ここからは、6~8月頃に使われるかいしきを紹介します。
※春(3~5月)のかいしきについてはコチラをご覧ください。
※秋(9~11月)のかいしきについてはコチラをご覧ください。
※冬(12~2月)のかいしきについてはコチラをご覧ください。
ナスの葉
咲いた花の数だけ実を結ぶナスは、瑞々しい夏野菜の代表として多用されます。茄子紺(なすこん)の葉脈は、器の上のアクセントにもピッタリです。
キュウリの葉
黄色い花をつけるキュウリ。実だけでなく、掌状で浅く切り込みが入る葉も清々しいイメージで、演出に一役買います。
葛の葉
秋の七草の一つ。蔓(つる)に3枚の葉が扇状に開いて茂ります。丈夫なので、大きさによって器の代わりに、または器の下に敷いて、漆器の傷防止に使うこともできます。
梶(かじ)の葉
神に捧げる木でもある梶。この繊維から紙や布が作られていたことから、七夕では梶の葉に願い事を書いたといいます。お茶の世界でも涼を演出するために梶の葉を水指の蓋とするお点前も。夏のかいしきの象徴です。
桑の葉
6月になると赤い実をつける桑は、夏を代表する植物です。葉の表面はツヤがあり、形は写真のように深い切り込みのある梶に似たものから、楕円形のものもあります。
楓(かえで)の葉
紅葉(もみじ)で知られる植物。秋は黄や赤に色づいたものを使いますが、初夏から秋口までは鮮やかな緑色で涼を誘います。
銀杏(いちょう)の葉
黄色いイメージの銀杏も、美しい緑色はこの時季ならでは。落葉樹の中でも遅く葉を散らすので、夏が終わると緑から黄色のグラデーションが現れ、季節の移ろいが感じられます。
蓮(はす)の葉
蓮根の葉。
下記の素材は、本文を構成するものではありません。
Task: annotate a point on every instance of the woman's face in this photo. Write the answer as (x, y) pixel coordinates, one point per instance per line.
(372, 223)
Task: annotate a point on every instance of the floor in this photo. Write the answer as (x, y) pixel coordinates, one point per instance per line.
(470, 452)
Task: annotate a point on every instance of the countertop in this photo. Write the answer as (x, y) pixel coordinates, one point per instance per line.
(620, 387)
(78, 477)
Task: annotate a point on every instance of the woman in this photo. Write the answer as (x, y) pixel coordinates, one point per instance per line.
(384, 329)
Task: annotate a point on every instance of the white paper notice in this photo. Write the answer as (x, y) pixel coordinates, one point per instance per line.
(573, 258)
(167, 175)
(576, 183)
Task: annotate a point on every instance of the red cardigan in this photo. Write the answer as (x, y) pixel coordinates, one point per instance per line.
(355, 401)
大きなすり鉢状になっているため、うつわとして、逆さにして鉢盛り料理の蓋として用います。下に氷を敷いて造りやハ寸を盛ると、夏ならではの景色が楽しめます。8月のお盆の頃によく使われます。
笹の葉
竹の生育が早いことから、成長を願う料理には欠かせません。大きな葉は粽(ちまき)や包み料理に用いることも。この時季の小笹は鮎の塩焼きに添えられることが多いです。
朴(ほお)の葉
大判のうちわ形で殺菌作用もあるため、古くから食材を包んで保存用に使われてきました。生葉は寿司や焼き物を包んで甘く青々しい香りを楽しみます。乾燥葉には、味噌や食材をのせてそのまま加熱すると、野趣ある焼き物となります。
かいしきの使い方
日本料理店で実際に使われているかいしきを紹介します。敷く、料理にそれとなく添えるなど、さまざまな演出が食べ手を楽しませます。
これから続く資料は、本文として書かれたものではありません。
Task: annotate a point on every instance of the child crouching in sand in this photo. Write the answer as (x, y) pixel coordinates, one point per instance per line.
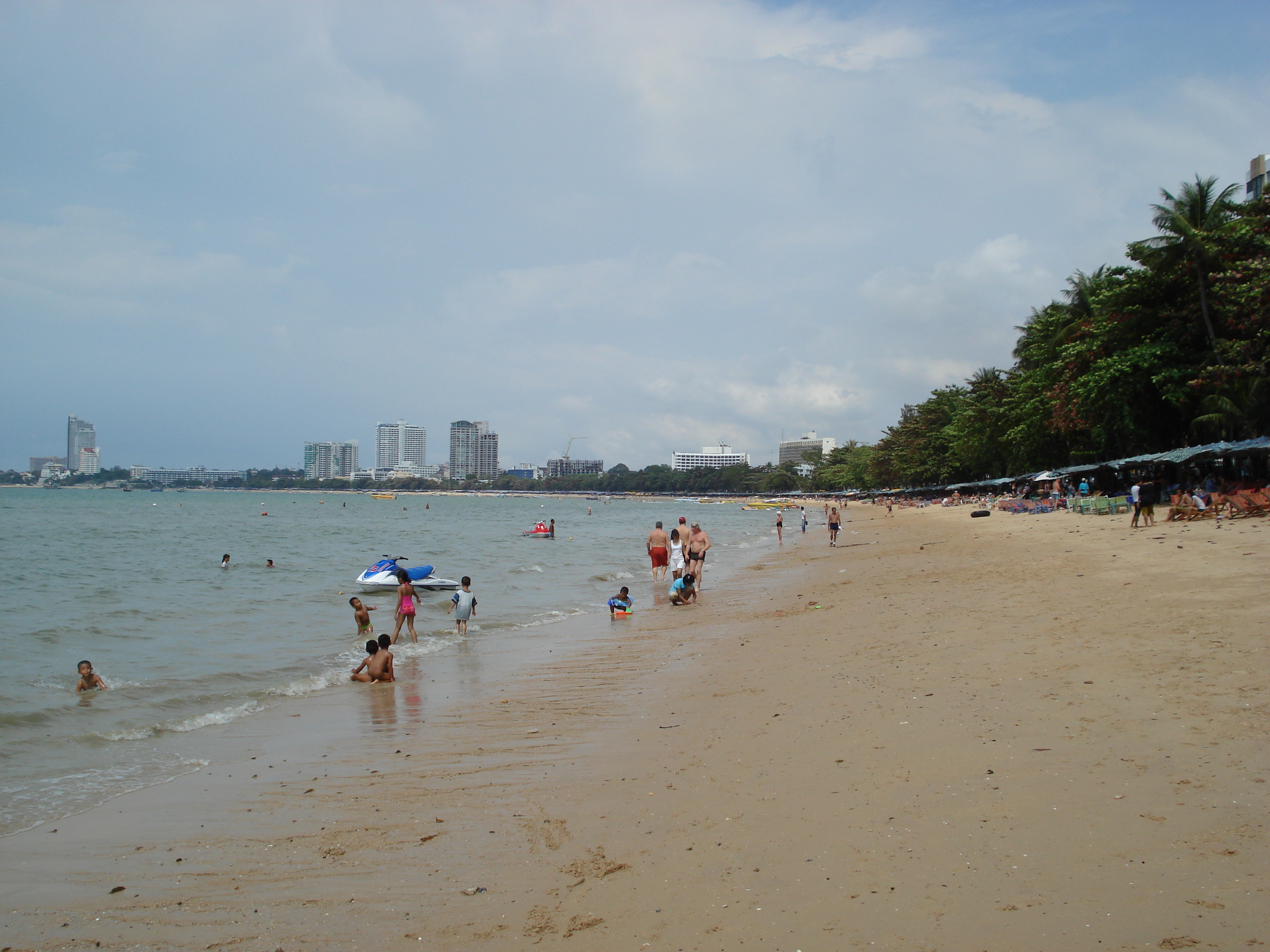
(621, 602)
(684, 591)
(375, 663)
マグロの焼き霜に添えられたカエデの葉。涼感が漂う。(協力:『京料理 清和荘』/撮影:下村亮人)
器に笹の葉を敷き、伝助穴子の焼き物をのせて。穴子の存在感がより引き立つ。(協力:『東心斎橋 やつづか』/撮影:下村亮人)
夏野菜のゼリー寄せのガラスの器に、桑の葉の蓋を。お客自ら葉を外すという演出も楽しい。(協力:『萬亀楼』/撮影:香西ジュン)
蓮の葉を使った先付。鱧の落としや車エビ、夏野菜などをのせて。ジュンサイや土佐酢のジュレで水滴を表現。(協力:『富小路 やま岸』/撮影:塩崎 聰)
盛り込みには、大胆に使用されることも。左はカエデの葉(協力:『日本料理 希粋』/撮影:太田恭史)と、右はキュウリの葉(協力:『下桂茶屋 月波 本店』/撮影:下村亮人)。